Multivariate random effects meta-analysis of diagnostic tests with multiple thresholds.

Taye H Hamza1, Lidia R Arends, Hans C van Houwelingen

  • 1Department of Biostatistics, Erasmus MC - Erasmus University Medical Center, Rotterdam, the Netherlands. thh02@health.state.ny.us

BMC Medical Research Methodology
|November 12, 2009
PubMed
Summary
This summary is machine-generated.

This study introduces a multivariate random effects meta-analysis for diagnostic tests with multiple thresholds.

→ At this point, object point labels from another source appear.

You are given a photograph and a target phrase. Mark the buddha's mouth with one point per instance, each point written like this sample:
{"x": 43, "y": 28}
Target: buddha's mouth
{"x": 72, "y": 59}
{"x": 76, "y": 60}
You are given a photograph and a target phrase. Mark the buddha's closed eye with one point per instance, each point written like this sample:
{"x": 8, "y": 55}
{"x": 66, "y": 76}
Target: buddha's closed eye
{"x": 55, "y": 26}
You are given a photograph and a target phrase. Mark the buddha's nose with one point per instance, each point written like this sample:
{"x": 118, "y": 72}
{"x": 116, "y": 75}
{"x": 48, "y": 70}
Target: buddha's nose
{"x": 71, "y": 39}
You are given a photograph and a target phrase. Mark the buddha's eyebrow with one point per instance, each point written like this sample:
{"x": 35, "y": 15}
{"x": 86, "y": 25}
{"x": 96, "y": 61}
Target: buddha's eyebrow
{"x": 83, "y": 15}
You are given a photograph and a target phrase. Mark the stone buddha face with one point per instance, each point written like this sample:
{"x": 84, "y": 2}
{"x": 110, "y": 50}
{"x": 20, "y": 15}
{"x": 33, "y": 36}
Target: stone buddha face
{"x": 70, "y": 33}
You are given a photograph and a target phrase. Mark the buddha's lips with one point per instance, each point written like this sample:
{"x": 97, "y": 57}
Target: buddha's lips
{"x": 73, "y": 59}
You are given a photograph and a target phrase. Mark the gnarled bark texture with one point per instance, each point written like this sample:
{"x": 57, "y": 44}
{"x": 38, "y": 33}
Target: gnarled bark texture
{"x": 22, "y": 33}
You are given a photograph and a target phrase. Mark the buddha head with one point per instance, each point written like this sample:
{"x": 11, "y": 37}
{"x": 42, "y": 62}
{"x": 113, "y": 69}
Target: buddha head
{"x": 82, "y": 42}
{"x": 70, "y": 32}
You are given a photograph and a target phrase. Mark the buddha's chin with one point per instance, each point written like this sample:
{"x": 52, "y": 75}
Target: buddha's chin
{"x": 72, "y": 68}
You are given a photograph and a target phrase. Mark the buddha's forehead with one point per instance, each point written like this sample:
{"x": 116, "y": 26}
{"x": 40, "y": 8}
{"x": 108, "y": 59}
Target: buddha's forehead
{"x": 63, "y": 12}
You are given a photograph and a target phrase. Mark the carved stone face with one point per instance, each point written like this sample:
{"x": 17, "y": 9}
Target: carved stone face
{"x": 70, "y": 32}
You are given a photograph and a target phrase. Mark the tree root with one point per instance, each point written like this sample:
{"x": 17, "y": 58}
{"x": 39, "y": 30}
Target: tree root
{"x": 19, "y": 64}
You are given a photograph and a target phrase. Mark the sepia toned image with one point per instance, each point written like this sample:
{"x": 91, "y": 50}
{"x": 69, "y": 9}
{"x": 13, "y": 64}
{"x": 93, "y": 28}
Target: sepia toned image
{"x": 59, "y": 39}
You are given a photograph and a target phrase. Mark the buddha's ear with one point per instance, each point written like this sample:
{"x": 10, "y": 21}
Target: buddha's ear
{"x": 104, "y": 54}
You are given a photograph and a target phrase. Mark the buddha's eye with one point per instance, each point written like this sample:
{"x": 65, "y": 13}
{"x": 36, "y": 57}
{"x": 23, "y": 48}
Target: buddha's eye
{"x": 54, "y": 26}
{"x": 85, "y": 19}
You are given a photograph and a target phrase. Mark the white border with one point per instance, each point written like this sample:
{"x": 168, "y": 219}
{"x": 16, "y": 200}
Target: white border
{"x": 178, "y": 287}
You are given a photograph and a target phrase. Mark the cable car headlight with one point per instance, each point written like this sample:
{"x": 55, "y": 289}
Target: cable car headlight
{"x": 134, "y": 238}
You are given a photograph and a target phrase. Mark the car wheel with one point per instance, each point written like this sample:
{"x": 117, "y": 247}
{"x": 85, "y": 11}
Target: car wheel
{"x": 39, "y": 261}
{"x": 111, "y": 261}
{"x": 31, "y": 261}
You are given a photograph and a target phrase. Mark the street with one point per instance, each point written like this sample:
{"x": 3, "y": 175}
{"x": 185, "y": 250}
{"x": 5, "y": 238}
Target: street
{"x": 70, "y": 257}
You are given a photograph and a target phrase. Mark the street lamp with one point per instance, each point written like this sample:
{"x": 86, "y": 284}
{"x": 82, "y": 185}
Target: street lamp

This approach fully utilizes data, avoiding information loss from dichotomizing results.

Related Experiment Videos

Area of Science:

  • Biostatistics
  • Medical Informatics
  • Epidemiology

Background:

  • Bivariate random effects meta-analysis is standard for diagnostic tests with single thresholds.
  • Existing methods often simplify multi-threshold data, leading to information loss.
  • This simplification hinders a comprehensive analysis of diagnostic test performance across various thresholds.

Purpose of the Study:

  • To generalize bivariate random effects meta-analysis for diagnostic tests with multiple thresholds.
  • To develop a method that fully exploits available data from studies with varying test positivity thresholds.
  • To provide a framework for more accurate meta-analysis of diagnostic test accuracy.

Main Methods:

  • Generalizing the bivariate random effects model to accommodate k thresholds per study (2x(k+1) table).
  • Utilizing a multivariate random effects approach, assuming study-specific ROC curves are randomly sampled.
  • Fitting the model using standard likelihood procedures in statistical packages like SAS (Proc NLMIXED).

Main Results:

  • The proposed multivariate model allows for the description of study-specific ROC curves.
  • Models can be readily extended to incorporate study-level covariates for deeper insights.
  • The method is demonstrated with published meta-analysis data, with SAS code provided.

Conclusions:

  • The multivariate random effects meta-analysis is a suitable and practical framework for studies with multiple thresholds.
  • This approach prevents information loss associated with dichotomizing test results.
  • It offers a more complete and accurate method for synthesizing evidence from diagnostic test accuracy studies.